Recent advances in 3D Gaussian Splatting (3DGS) have demonstrated impressive results for novel view synthesis with real-time rendering capabilities. However, integrating 3DGS with SLAM systems faces a fundamental scalability limitation: methods are constrained by GPU memory capacity, restricting reconstruction to small-scale environments. We present DiskChunGS, a scalable 3DGS SLAM system that overcomes this bottleneck through an out-of-core approach that partitions scenes into spatial chunks and maintains only active regions in GPU memory while storing inactive areas on disk. Our architecture integrates seamlessly with existing SLAM frameworks for pose estimation and loop closure, enabling globally consistent reconstruction at scale. We validate DiskChunGS on indoor scenes (Replica, TUM-RGBD), urban driving scenarios (KITTI), and resource-constrained Nvidia Jetson platforms. Our method uniquely completes all 11 KITTI sequences without memory failures while achieving superior visual quality, demonstrating that algorithmic innovation can overcome the memory constraints that have limited previous 3DGS SLAM methods.

Paper Structure

This paper contains 6 sections, 8 equations, 5 figures, 6 tables.

Figures (5)

  • Figure 1: Pareto curves for KITTI Geiger2012CVPR scenes.

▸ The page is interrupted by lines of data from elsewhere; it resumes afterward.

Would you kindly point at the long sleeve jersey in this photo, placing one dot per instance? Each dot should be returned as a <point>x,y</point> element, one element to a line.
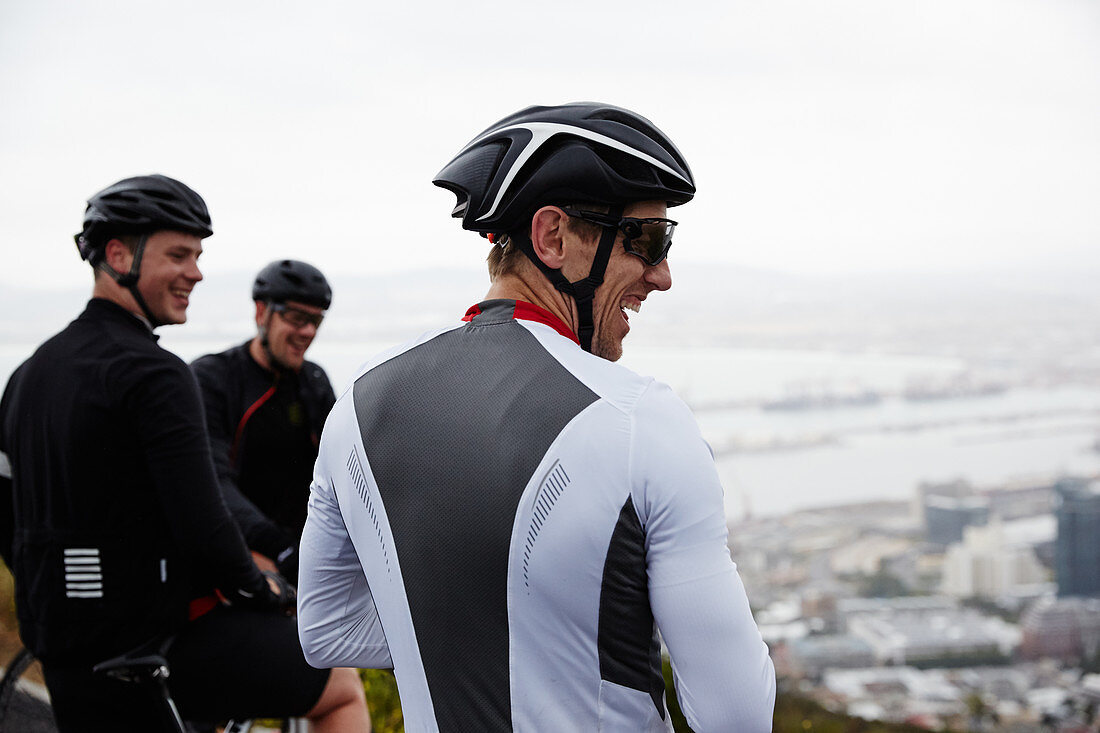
<point>508,522</point>
<point>110,513</point>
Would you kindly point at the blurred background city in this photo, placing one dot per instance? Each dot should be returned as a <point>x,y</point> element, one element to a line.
<point>884,310</point>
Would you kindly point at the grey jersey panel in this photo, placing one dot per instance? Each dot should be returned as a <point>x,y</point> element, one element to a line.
<point>428,419</point>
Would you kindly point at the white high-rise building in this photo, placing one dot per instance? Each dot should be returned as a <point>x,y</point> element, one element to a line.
<point>998,560</point>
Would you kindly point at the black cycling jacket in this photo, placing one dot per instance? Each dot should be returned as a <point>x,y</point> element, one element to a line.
<point>112,516</point>
<point>264,429</point>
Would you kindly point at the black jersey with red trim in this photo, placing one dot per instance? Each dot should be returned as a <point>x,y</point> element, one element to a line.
<point>114,515</point>
<point>264,430</point>
<point>508,522</point>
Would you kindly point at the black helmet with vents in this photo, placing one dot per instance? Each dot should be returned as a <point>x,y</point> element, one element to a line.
<point>292,280</point>
<point>581,152</point>
<point>141,205</point>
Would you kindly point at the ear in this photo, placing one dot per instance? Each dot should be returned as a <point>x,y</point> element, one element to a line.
<point>118,256</point>
<point>548,236</point>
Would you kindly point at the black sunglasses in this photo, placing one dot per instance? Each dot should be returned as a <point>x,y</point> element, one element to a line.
<point>649,239</point>
<point>297,317</point>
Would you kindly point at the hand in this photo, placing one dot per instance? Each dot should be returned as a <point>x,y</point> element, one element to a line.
<point>285,594</point>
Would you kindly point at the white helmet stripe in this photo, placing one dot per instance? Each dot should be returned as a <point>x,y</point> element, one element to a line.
<point>541,132</point>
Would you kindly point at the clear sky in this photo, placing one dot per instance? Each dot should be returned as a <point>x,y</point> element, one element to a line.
<point>825,137</point>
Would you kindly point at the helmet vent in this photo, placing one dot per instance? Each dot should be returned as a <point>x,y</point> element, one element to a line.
<point>475,168</point>
<point>627,166</point>
<point>638,124</point>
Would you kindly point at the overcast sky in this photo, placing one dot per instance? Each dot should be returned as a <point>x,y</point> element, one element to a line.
<point>826,137</point>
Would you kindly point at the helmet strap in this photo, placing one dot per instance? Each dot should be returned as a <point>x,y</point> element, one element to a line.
<point>273,363</point>
<point>584,290</point>
<point>129,280</point>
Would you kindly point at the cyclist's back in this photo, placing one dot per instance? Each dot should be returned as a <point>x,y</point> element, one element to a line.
<point>525,513</point>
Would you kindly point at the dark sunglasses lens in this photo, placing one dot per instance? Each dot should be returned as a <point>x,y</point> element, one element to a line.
<point>653,242</point>
<point>300,318</point>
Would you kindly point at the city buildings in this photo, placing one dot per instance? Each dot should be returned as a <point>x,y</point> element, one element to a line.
<point>1077,548</point>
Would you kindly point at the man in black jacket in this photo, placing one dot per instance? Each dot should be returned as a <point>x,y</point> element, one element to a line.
<point>110,514</point>
<point>265,406</point>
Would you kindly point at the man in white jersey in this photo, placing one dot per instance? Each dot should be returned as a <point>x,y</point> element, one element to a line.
<point>504,515</point>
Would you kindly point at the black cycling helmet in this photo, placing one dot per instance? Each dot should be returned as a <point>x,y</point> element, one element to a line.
<point>570,153</point>
<point>292,280</point>
<point>141,205</point>
<point>576,153</point>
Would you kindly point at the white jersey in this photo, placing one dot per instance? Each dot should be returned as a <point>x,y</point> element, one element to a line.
<point>507,521</point>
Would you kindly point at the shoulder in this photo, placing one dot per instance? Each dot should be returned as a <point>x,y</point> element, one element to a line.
<point>315,373</point>
<point>222,360</point>
<point>612,382</point>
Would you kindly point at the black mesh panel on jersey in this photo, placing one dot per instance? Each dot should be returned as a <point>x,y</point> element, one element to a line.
<point>453,430</point>
<point>629,651</point>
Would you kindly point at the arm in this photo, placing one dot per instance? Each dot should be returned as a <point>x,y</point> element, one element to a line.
<point>7,511</point>
<point>161,395</point>
<point>725,679</point>
<point>338,622</point>
<point>260,533</point>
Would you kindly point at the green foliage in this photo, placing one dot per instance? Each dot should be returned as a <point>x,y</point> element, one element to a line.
<point>382,698</point>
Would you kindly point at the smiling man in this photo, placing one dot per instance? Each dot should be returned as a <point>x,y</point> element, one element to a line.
<point>502,514</point>
<point>110,514</point>
<point>265,406</point>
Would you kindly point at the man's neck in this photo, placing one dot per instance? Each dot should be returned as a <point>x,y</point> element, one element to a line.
<point>108,290</point>
<point>259,353</point>
<point>515,287</point>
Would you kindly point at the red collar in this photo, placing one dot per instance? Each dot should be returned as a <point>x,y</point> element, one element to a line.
<point>531,312</point>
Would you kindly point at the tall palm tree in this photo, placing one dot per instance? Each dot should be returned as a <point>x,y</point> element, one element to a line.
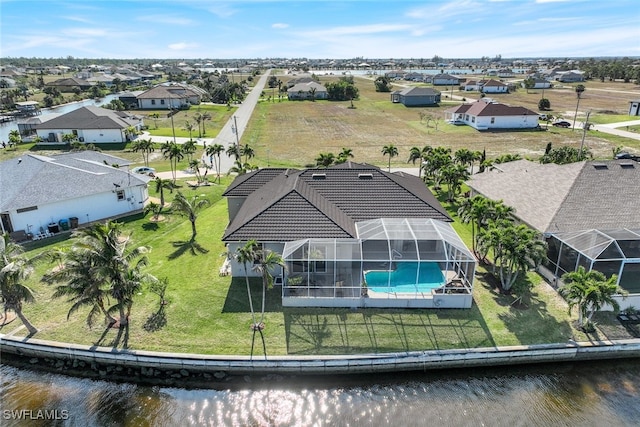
<point>189,208</point>
<point>215,150</point>
<point>245,255</point>
<point>15,268</point>
<point>579,90</point>
<point>172,152</point>
<point>589,291</point>
<point>115,264</point>
<point>77,274</point>
<point>146,146</point>
<point>268,261</point>
<point>390,150</point>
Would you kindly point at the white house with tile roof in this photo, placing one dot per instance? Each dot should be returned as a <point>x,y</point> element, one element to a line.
<point>487,114</point>
<point>352,235</point>
<point>90,125</point>
<point>87,185</point>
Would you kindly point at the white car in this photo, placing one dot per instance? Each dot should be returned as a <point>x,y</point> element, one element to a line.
<point>144,170</point>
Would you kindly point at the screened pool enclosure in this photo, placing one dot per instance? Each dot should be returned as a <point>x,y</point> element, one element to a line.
<point>393,262</point>
<point>610,252</point>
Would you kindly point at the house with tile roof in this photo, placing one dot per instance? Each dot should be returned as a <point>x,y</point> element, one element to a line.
<point>90,125</point>
<point>589,213</point>
<point>415,96</point>
<point>487,114</point>
<point>39,191</point>
<point>336,226</point>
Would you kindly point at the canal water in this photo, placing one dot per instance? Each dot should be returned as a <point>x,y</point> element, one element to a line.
<point>605,393</point>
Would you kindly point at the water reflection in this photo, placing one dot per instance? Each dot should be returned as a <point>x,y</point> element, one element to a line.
<point>586,394</point>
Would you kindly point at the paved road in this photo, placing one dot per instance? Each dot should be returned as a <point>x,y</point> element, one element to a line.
<point>227,135</point>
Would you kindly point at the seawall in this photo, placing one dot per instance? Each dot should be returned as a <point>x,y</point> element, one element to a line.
<point>179,368</point>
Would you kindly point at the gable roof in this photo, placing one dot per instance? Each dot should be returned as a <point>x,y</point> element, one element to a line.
<point>38,180</point>
<point>299,204</point>
<point>552,198</point>
<point>90,118</point>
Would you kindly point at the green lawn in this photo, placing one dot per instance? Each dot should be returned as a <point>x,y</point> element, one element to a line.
<point>209,314</point>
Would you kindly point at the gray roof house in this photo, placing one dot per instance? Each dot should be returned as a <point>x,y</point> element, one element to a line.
<point>416,97</point>
<point>90,125</point>
<point>335,227</point>
<point>589,213</point>
<point>41,191</point>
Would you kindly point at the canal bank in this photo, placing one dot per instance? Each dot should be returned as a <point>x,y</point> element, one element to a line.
<point>148,367</point>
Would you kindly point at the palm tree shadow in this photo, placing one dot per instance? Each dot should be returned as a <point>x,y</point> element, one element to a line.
<point>187,245</point>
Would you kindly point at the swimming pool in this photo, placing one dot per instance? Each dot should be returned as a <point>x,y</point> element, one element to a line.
<point>407,277</point>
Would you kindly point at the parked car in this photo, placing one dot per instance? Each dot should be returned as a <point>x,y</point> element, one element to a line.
<point>145,170</point>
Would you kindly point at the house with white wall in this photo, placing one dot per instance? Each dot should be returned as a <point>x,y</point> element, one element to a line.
<point>39,191</point>
<point>487,114</point>
<point>90,125</point>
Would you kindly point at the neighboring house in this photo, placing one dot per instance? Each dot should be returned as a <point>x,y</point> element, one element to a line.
<point>570,77</point>
<point>68,84</point>
<point>445,80</point>
<point>168,97</point>
<point>416,97</point>
<point>493,86</point>
<point>39,191</point>
<point>486,114</point>
<point>309,90</point>
<point>588,212</point>
<point>90,125</point>
<point>350,230</point>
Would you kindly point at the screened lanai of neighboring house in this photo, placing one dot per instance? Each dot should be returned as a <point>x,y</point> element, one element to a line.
<point>391,257</point>
<point>610,252</point>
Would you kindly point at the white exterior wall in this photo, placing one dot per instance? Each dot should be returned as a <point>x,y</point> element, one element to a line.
<point>86,209</point>
<point>505,122</point>
<point>89,135</point>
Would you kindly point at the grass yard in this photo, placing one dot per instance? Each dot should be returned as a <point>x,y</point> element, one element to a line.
<point>209,314</point>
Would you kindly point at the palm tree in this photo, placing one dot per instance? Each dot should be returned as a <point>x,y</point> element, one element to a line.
<point>268,261</point>
<point>146,146</point>
<point>15,268</point>
<point>161,184</point>
<point>172,152</point>
<point>116,265</point>
<point>390,150</point>
<point>215,150</point>
<point>589,291</point>
<point>344,155</point>
<point>189,209</point>
<point>325,159</point>
<point>80,283</point>
<point>244,255</point>
<point>579,90</point>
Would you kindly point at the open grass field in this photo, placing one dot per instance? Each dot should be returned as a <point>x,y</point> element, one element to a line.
<point>294,133</point>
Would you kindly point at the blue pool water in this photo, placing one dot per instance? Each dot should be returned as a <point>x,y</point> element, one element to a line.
<point>403,278</point>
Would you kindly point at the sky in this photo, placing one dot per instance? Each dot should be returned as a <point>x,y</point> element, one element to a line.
<point>201,29</point>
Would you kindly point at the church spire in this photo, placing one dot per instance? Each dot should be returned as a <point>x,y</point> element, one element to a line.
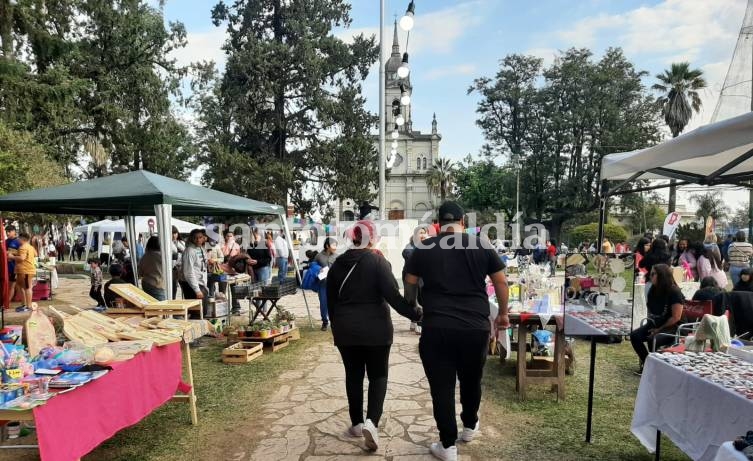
<point>395,42</point>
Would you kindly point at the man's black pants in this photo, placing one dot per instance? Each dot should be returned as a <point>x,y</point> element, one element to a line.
<point>448,354</point>
<point>374,360</point>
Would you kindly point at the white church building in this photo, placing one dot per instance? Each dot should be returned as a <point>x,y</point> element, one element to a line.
<point>407,195</point>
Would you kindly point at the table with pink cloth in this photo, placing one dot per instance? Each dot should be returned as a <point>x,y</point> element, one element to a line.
<point>72,424</point>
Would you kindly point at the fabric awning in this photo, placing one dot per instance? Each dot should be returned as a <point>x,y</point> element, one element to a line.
<point>134,194</point>
<point>719,153</point>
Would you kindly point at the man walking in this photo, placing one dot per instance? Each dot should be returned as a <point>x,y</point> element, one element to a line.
<point>453,267</point>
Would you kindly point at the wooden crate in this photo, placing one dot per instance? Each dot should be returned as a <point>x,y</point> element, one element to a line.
<point>278,342</point>
<point>242,352</point>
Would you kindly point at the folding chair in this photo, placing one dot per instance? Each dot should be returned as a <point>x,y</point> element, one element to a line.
<point>692,313</point>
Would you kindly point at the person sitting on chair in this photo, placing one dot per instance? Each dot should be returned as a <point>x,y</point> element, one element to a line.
<point>664,304</point>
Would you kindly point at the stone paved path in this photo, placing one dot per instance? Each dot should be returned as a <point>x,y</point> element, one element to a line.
<point>307,418</point>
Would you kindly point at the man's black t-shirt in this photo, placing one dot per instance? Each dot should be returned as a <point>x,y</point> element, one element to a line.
<point>454,280</point>
<point>659,305</point>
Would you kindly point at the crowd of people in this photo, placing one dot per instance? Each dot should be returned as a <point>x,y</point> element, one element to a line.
<point>708,262</point>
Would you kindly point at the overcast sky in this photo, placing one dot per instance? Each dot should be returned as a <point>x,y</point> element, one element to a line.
<point>454,42</point>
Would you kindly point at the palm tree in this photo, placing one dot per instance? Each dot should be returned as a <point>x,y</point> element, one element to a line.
<point>710,204</point>
<point>679,100</point>
<point>440,177</point>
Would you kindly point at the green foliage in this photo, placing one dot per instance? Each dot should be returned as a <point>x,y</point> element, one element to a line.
<point>93,82</point>
<point>287,110</point>
<point>691,231</point>
<point>556,124</point>
<point>483,185</point>
<point>590,233</point>
<point>643,213</point>
<point>739,218</point>
<point>440,178</point>
<point>710,204</point>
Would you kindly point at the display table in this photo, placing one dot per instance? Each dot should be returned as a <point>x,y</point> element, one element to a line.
<point>727,452</point>
<point>72,424</point>
<point>639,305</point>
<point>696,414</point>
<point>525,375</point>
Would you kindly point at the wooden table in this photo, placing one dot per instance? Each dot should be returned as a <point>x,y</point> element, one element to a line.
<point>259,311</point>
<point>555,375</point>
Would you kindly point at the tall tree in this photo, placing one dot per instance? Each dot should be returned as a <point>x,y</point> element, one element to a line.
<point>93,81</point>
<point>555,124</point>
<point>679,86</point>
<point>440,177</point>
<point>710,204</point>
<point>287,111</point>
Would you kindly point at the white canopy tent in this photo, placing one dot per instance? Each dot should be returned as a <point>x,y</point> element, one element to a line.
<point>719,153</point>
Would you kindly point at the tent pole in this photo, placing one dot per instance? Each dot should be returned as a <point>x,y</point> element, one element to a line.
<point>603,195</point>
<point>163,212</point>
<point>89,234</point>
<point>284,220</point>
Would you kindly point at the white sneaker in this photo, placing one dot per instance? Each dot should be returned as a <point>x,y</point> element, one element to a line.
<point>356,431</point>
<point>468,434</point>
<point>445,454</point>
<point>370,435</point>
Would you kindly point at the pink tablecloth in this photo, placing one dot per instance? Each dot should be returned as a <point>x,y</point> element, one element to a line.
<point>72,424</point>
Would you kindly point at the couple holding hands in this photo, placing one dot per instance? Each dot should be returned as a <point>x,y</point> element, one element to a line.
<point>452,267</point>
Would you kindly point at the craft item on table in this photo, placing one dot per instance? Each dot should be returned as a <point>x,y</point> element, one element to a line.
<point>75,331</point>
<point>609,322</point>
<point>70,379</point>
<point>720,368</point>
<point>688,272</point>
<point>39,331</point>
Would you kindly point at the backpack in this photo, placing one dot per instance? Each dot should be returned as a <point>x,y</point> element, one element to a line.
<point>310,281</point>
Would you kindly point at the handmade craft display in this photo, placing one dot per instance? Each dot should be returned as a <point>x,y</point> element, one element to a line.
<point>599,301</point>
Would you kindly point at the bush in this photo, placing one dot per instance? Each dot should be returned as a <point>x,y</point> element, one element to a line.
<point>590,232</point>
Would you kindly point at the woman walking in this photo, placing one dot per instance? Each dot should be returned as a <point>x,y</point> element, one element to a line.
<point>360,285</point>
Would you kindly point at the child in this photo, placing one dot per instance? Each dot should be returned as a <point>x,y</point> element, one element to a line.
<point>96,278</point>
<point>25,269</point>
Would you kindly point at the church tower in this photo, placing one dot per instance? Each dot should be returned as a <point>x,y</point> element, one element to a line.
<point>396,87</point>
<point>407,195</point>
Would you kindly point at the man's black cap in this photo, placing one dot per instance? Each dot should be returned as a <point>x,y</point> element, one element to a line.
<point>450,211</point>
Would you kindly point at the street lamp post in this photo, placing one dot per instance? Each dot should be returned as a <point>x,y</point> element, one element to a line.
<point>382,121</point>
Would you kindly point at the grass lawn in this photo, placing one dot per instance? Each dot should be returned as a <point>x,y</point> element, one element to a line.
<point>543,429</point>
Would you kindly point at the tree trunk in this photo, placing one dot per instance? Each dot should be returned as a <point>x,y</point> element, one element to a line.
<point>6,28</point>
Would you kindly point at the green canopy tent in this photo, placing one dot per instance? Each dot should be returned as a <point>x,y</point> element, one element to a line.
<point>141,193</point>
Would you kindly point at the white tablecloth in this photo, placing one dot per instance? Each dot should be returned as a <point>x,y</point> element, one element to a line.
<point>639,304</point>
<point>696,414</point>
<point>727,452</point>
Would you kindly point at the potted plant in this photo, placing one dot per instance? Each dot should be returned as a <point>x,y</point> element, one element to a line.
<point>265,330</point>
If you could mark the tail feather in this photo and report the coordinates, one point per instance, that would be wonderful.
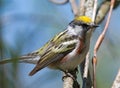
(25, 59)
(36, 69)
(6, 61)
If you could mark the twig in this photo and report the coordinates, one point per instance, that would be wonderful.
(68, 82)
(89, 8)
(59, 1)
(74, 7)
(98, 43)
(116, 83)
(102, 11)
(94, 10)
(81, 10)
(101, 37)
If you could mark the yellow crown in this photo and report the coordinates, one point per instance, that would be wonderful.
(84, 19)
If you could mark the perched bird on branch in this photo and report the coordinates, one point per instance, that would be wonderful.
(65, 51)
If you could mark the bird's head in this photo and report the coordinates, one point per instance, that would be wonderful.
(84, 21)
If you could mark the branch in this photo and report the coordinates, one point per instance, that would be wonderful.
(101, 37)
(116, 83)
(102, 11)
(59, 1)
(98, 43)
(81, 11)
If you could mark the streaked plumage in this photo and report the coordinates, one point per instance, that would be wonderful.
(66, 50)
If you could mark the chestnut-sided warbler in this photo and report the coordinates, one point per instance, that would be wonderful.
(66, 50)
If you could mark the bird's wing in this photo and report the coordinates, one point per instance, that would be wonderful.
(60, 46)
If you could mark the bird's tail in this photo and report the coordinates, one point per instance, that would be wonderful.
(25, 59)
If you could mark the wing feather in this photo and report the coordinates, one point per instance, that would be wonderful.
(58, 50)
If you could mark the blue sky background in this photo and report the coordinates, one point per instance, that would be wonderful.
(29, 24)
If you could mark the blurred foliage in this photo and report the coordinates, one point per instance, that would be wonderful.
(27, 24)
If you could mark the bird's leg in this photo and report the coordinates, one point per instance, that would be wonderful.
(71, 74)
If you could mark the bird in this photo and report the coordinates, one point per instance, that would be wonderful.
(65, 51)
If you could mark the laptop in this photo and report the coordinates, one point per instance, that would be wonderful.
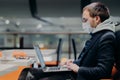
(42, 62)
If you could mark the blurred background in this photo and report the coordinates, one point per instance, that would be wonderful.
(23, 22)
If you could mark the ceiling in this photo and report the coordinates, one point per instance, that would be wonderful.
(64, 14)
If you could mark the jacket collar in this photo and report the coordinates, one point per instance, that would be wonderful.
(106, 25)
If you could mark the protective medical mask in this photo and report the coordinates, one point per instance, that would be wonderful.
(87, 27)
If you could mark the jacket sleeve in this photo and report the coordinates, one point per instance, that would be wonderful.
(105, 59)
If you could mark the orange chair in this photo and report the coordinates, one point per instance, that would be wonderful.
(19, 54)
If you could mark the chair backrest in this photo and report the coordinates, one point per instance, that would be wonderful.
(74, 48)
(117, 53)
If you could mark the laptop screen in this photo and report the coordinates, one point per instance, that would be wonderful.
(40, 56)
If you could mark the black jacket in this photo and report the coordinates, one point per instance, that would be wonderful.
(97, 58)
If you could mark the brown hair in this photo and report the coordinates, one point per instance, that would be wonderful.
(98, 9)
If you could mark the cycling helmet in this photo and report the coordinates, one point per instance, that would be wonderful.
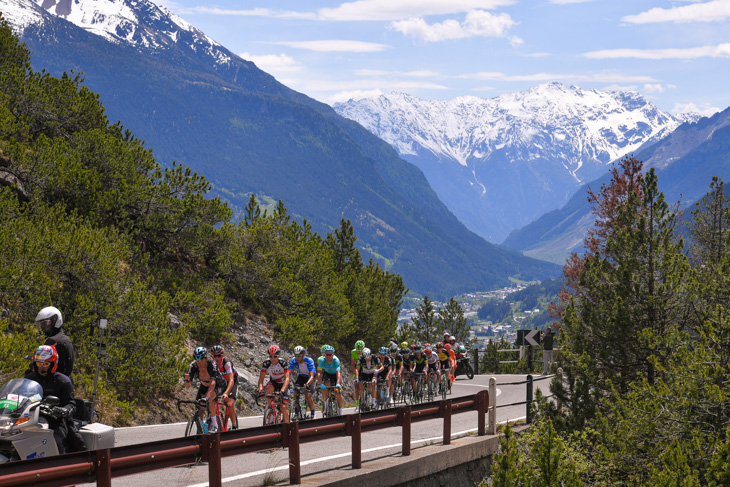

With more iterations and, as a consequence, more processing time, 3dgs slam methods can optimize for longer, achieving higher reconstruction quality. Our method achieves superior visual quality in less time than competing methods across all three scenes.
  • Figure 2: Overview of DiskChunGS. For each slam keyframe, we estimate depth and perform direct primitive placement based on image content analysis instead of iterative densification. For optimization of a keyframe, frustum culling is performed to identify visible chunks, which are loaded from disk into vram. On the other hand, old chunks are evicted from vram to disk to free up memory. The visible subset of Gaussians in vram is then rasterized, and image/depth losses are calculated.
  • Figure 3: Qualitative results on the KITTI Geiger2012CVPR dataset. Reconstruction results on three scenes by all methods. On-The-Fly suffers from tracking drift and lacks loop closure. GigaSLAM's neural approach fails without expensive post-processing. CaRtGS shows floating artifacts from missing depth supervision. Our method achieves superior quality through robust tracking, depth-supervised Gaussian placement, and efficient chunk-based optimization.
  • Figure 4: Zoomed qualitative results on the Replica straub2019replicadatasetdigitalreplica dataset (office0).
  • Figure 5: Active Gaussians and Keyframes vs vram usage. Our Gaussian and Keyframe disk-based saving and loading system keeps memory usage steady as scene size increases.